Praktik Pajak Antara Islam Dan Kapitalisme 

Opini601 Views

 

 

Oleh : Salwa Hidayat, Pelajar Madrasah Aliyah Negeri 2 Deli Serdang

__________

RADARINDONESIANEWS.COM, JAKARTA — Polemik rencana Pajak Pertambahan Nilai (PPN) terhadap sejumlah kebutuhan masyarakat di sektor sembako, sekolah atau pendidikan serta kesehatan tertuang dalam revisi undang – undang nomor 6 tahun 1983 tentang ketentuan umumdan tata cara perpajakan(KUP).

Hal ini menimbulkan pro dan kontra di tengah parlemen dan masyarakat seperti dilansir antara.

Ketua MPR RI Bambang Soestyo meminta pemerintah khususnya kementerian keungan membatalkan rencana PPN yang tertuang dalam revisi undang – undang nomor 6 tahun 1983 tersebut.

Menurutnya, pengenaan pajak PPN, otomatis akan membuat harga sembako maupun pendidikan naik tajam dan akan menaikkan inflasi Indonesia mencapai 0,13 %.

Masih rendahnya kualitas pendidikan dan banyak masyarakat yang kontra dengan kebijakan ini. Kebijakan ini semakin mencekik rakyat, apalagi yang dikenakan pajak adalah kebutuhan rakyat yang sangat mendasar.

Pajak dalam sistem kapitalisme ini adalah pungutan wajib dari rakyat untuk negara. Setiap sen uang pajak yang dibayarkan rakyat akan masuk dalam pos pendapatan negara dari sektor pajak untuk membangun infrastruktur dan mensubsi terhadap sektor pendidikan dan kesehatan.

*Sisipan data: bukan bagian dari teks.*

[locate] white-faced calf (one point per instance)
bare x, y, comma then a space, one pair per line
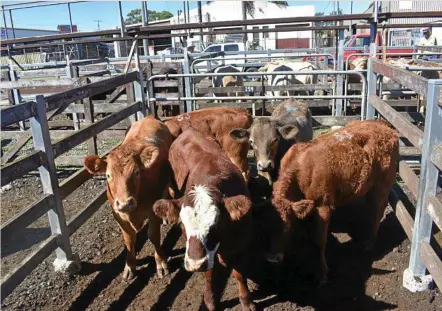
215, 211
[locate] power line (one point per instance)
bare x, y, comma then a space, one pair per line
98, 23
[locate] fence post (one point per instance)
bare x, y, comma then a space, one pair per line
140, 94
414, 278
66, 261
72, 72
16, 97
130, 93
186, 70
89, 116
368, 112
340, 80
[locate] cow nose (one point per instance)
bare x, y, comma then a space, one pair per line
265, 166
125, 205
199, 265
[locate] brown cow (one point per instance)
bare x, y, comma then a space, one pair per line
291, 122
217, 123
137, 173
356, 161
215, 211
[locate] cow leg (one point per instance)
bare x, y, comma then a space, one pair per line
209, 297
377, 201
244, 293
322, 222
130, 237
154, 234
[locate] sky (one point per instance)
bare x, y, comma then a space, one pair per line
87, 14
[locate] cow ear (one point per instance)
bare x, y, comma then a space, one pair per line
237, 206
288, 132
94, 164
149, 156
167, 209
240, 135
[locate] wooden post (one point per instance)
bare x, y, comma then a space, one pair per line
414, 277
89, 116
65, 260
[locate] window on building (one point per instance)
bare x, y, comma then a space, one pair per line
231, 48
255, 35
214, 48
265, 35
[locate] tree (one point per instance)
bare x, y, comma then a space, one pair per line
134, 16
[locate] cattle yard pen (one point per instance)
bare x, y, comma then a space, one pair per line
79, 81
424, 188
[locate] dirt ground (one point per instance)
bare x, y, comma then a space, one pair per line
357, 281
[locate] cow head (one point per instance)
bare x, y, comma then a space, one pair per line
201, 212
123, 169
264, 136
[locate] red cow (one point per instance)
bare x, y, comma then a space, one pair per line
358, 160
217, 123
137, 173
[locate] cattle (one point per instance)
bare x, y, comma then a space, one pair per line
217, 123
287, 65
357, 161
291, 122
227, 80
215, 211
137, 174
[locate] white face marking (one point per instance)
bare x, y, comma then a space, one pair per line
199, 219
342, 135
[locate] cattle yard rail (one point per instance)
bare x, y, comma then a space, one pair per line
423, 188
191, 106
43, 159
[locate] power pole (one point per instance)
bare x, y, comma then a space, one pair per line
144, 19
98, 23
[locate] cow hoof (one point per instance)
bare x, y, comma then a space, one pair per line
162, 271
248, 307
128, 273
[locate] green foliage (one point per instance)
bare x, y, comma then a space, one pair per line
134, 16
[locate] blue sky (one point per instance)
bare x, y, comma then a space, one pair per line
86, 14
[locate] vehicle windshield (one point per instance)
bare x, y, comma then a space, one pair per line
347, 41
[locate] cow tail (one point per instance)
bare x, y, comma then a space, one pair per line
301, 208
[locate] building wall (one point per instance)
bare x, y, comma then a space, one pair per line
232, 10
411, 6
24, 33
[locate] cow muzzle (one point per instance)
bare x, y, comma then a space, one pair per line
198, 265
125, 206
265, 166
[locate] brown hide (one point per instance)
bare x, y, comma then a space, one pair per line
137, 174
217, 123
358, 160
199, 162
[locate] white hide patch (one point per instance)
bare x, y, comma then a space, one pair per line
182, 117
342, 135
198, 220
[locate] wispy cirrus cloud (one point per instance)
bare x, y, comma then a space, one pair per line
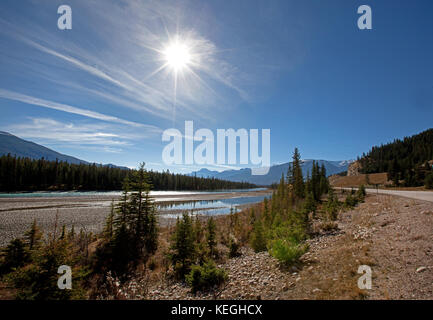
109, 138
124, 71
10, 95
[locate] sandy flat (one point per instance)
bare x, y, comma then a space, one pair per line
86, 212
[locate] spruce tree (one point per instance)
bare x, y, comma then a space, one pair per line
298, 179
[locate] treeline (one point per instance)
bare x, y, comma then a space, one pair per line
406, 161
25, 174
117, 263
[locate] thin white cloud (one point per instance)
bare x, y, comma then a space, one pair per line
129, 56
10, 95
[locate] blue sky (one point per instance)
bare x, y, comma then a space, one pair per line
301, 68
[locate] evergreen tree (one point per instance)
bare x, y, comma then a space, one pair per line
33, 236
183, 250
298, 179
211, 235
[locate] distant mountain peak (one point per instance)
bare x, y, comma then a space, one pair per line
26, 149
275, 172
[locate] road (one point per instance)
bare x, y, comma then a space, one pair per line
418, 195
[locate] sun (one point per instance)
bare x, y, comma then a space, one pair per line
177, 55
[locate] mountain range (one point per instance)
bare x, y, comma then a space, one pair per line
275, 172
26, 149
22, 148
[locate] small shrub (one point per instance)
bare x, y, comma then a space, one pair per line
234, 248
361, 193
206, 276
287, 252
258, 240
350, 201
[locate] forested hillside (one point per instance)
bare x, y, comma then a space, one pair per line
406, 161
25, 174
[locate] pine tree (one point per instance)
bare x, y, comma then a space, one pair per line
33, 236
298, 179
183, 250
211, 235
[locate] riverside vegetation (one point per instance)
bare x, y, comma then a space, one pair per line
25, 174
132, 248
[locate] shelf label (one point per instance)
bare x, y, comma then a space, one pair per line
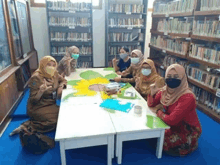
218, 93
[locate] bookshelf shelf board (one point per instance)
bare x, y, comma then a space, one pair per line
209, 112
202, 86
203, 62
129, 14
201, 13
187, 14
206, 38
23, 60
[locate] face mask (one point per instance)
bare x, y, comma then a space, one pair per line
123, 56
134, 60
173, 82
50, 70
75, 56
146, 72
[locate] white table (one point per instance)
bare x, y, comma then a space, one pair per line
83, 126
129, 127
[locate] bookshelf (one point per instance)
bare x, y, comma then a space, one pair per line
125, 26
202, 54
70, 24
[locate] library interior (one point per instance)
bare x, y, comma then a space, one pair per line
82, 79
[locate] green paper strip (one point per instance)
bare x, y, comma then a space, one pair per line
90, 75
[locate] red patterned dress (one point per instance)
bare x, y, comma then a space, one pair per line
185, 129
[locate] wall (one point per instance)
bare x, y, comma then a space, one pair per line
99, 37
40, 31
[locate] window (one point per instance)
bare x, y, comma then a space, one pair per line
97, 4
37, 3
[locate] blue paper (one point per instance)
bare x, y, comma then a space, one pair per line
116, 105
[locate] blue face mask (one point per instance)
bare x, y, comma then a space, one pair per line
75, 56
123, 56
134, 60
146, 72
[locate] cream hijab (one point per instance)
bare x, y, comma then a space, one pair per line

Pajak juga merupakan salah satu penghasilan uang kas negara. Namun dengan diluncurkannya revisi undang –undang nomor 6 tahun 1983 ini,  sembako, pendidikan dan  kesehatan akan dikenakan pajak. Ini berarti bahwa sektor pendidikan, kesehatan tidak lagi di subsidi oleh negara.

Bila di cermati, terdapat dua faktor yang mendorong rencana ini. Kemungkinan pertama, utang Indonesia masuk kategori lampu merah sebagaimana dilansir CNN Indonesia bahwa Kementerian Keuangan (Kemenkeu) mencatat jumlah utang pemerintah Indonesia sebesar Rp6.418,15 triliun atau setara 40,49 persen dari Produk Domestik Bruto (PDB) per akhir Mei 2021.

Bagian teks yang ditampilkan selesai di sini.